My Sister Eileen is a 1942 American comedy film directed by Alexander Hall and starring Rosalind Russell, Brian Aherne, and Janet Blair. The screenplay by Joseph A. Fields and Jerome Chodorov is based on their 1940 play of the same name, inspired by Ruth McKenney's autobiographical short stories first published in The New Yorker. The supporting cast features George Tobias, Allyn Joslyn, Grant Mitchell, Gordon Jones, and The Three Stooges (Moe Howard, Larry Fine, and Curly Howard) in a cameo appearance.

==Plot==
Ruth Sherwood, a reporter for the Columbus Courier, finds herself embroiled in a series of misfortunes after inadvertently publishing a premature and erroneous review of her sister Eileen's theatrical performance. This blunder results in Ruth's dismissal from her position. Encouraged by their grandmother, the two sisters, Ruth and Eileen, decide to relocate to New York City, armed with meager financial resources provided by their father.

Upon their arrival in Greenwich Village, the sisters encounter a plethora of challenges, including disruptive construction work, rowdy neighbors, and encounters with law enforcement. Despite these initial setbacks, Ruth endeavors to secure employment while Eileen navigates the world of theater. Their humble abode becomes a hub of activity as an eclectic assortment of characters, including neighbors, acquaintances, and unexpected visitors, converge on their doorstep.

In New York, Ruth and Eileen encounter romantic complications, career setbacks, and family tensions. Ruth's writing attracts the attention of a publisher. The film ends with the sisters finding professional success and new friendships.

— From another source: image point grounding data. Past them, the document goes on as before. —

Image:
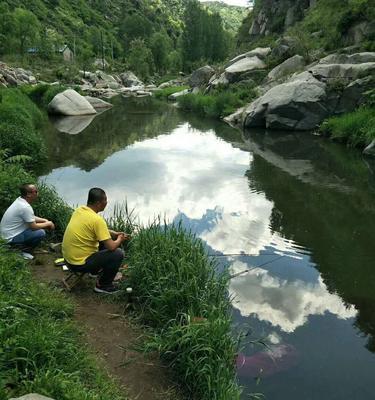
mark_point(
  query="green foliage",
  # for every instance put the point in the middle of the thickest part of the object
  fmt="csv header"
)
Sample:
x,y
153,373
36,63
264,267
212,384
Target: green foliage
x,y
203,37
41,350
165,93
355,129
220,102
184,298
49,205
19,118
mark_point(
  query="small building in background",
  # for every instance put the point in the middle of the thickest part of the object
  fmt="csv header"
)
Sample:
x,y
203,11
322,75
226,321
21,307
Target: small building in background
x,y
66,53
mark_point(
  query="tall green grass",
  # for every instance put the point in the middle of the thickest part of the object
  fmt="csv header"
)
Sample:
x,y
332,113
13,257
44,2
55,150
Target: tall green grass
x,y
357,128
20,119
180,293
220,102
41,350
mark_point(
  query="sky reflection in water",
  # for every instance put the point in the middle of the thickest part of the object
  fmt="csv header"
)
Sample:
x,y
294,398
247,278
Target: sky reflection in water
x,y
201,178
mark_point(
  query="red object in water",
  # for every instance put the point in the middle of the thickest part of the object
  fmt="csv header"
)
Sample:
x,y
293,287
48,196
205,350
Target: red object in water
x,y
277,358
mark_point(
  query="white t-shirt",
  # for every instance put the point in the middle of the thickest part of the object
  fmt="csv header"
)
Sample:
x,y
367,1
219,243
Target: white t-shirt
x,y
16,219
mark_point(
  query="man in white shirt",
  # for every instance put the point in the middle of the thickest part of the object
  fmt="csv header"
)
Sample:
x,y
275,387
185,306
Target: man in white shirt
x,y
19,226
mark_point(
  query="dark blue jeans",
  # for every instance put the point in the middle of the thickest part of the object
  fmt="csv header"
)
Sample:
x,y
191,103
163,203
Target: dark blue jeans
x,y
29,238
106,263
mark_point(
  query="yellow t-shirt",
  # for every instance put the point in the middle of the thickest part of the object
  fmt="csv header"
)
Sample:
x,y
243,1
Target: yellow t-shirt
x,y
82,236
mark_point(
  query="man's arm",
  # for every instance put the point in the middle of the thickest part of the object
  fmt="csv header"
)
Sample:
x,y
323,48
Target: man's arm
x,y
111,244
115,234
38,219
42,225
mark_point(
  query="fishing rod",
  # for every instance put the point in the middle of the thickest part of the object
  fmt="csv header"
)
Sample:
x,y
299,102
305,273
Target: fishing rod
x,y
240,254
256,266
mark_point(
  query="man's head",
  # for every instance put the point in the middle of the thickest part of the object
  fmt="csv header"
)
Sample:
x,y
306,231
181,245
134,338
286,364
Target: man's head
x,y
29,192
97,199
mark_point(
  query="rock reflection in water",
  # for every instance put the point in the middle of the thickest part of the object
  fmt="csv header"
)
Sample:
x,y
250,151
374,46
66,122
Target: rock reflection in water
x,y
73,124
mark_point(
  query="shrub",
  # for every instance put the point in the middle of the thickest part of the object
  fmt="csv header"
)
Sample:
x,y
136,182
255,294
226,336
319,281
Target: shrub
x,y
184,298
164,93
41,350
49,205
355,129
20,118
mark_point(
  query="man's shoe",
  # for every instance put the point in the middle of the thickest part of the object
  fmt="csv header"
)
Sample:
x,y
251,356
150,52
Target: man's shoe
x,y
27,256
110,289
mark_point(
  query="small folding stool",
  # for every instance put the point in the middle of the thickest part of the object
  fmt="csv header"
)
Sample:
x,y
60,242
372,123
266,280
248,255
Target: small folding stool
x,y
73,278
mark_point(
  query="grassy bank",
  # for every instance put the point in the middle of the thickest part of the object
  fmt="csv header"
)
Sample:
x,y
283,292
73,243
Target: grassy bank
x,y
356,129
182,296
41,350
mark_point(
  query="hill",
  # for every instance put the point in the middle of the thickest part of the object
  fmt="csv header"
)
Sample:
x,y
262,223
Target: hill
x,y
232,16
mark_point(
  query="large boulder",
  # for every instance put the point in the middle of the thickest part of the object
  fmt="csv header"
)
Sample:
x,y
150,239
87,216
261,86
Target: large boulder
x,y
98,103
295,105
201,76
356,58
129,79
260,52
234,72
288,67
73,125
70,102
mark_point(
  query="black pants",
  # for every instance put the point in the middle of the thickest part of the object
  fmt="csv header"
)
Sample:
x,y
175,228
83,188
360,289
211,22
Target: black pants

As they leave the apartment to celebrate, a trio of construction workers (The Three Stooges) drill through the floor from the new subway tunnel below. The film ends with Curly saying, "Hey, Moe! I think you made a wrong turn!"

==Cast==
- Rosalind Russell as Ruth Sherwood
- Brian Aherne as Robert Baker
- Janet Blair as Eileen Sherwood
- George Tobias as Appopolous
- Allyn Joslyn as Chic Clark
- Grant Mitchell as Walter Sherwood
- Gordon Jones as Wreck Loomis
- Elizabeth Patterson as Grandma Sherwood
- Richard Quine as Frank Lippincott
- June Havoc as Effie Shelton
- Donald MacBride as Officer Lonigan
- Clyde Fillmore as Ralph Craven
- Jeff Donnell as Helen Loomis
- The Three Stooges:
  - Moe Howard as Moe (uncredited)
  - Larry Fine as Larry (uncredited)
  - Curly Howard as Curly (uncredited)

==Critical reception==
Bosley Crowther of The New York Times called the film "largely a farcical juggling act in which the authors . . . keep their characters spinning more through speed than grace. Some of it is forced almost to snapping; some of it drags heavily on the screen. And Alexander Hall, the director, did little with his camera in that small room. But Rosalind Russell plays the smart sister with a delightfully dour and cynical air, and Janet Blair is disarmingly naive as the pretty, desirable one . . . My Sister Eileen is gay and bouncing."

In his review of the DVD release of the film, Steve Daly of Entertainment Weekly graded it B+, calling it "a screwball spleenfest, pitching gag after fastball gag." He added, "While the tone is farcical, there's an edge to the movie's depiction of single-gal city life."

==Awards and nominations==
Rosalind Russell was nominated for the Academy Award for Best Actress at the 15th Academy Awards but lost to Greer Garson in Mrs. Miniver.

==Adaptations in other media==
Brian Aherne, Russell, and Blair reprised their parts on the Lux Radio Theater adaptation of My Sister Eileen on July 5, 1943, and again on The Screen Guild Theater adaptation on October 18, 1943.

On May 18, 1946, My Sister Eileen was again adapted as a radio play on Academy Award Theater, in recognition of Russell's Oscar nomination. Russell and Blair reprised their parts.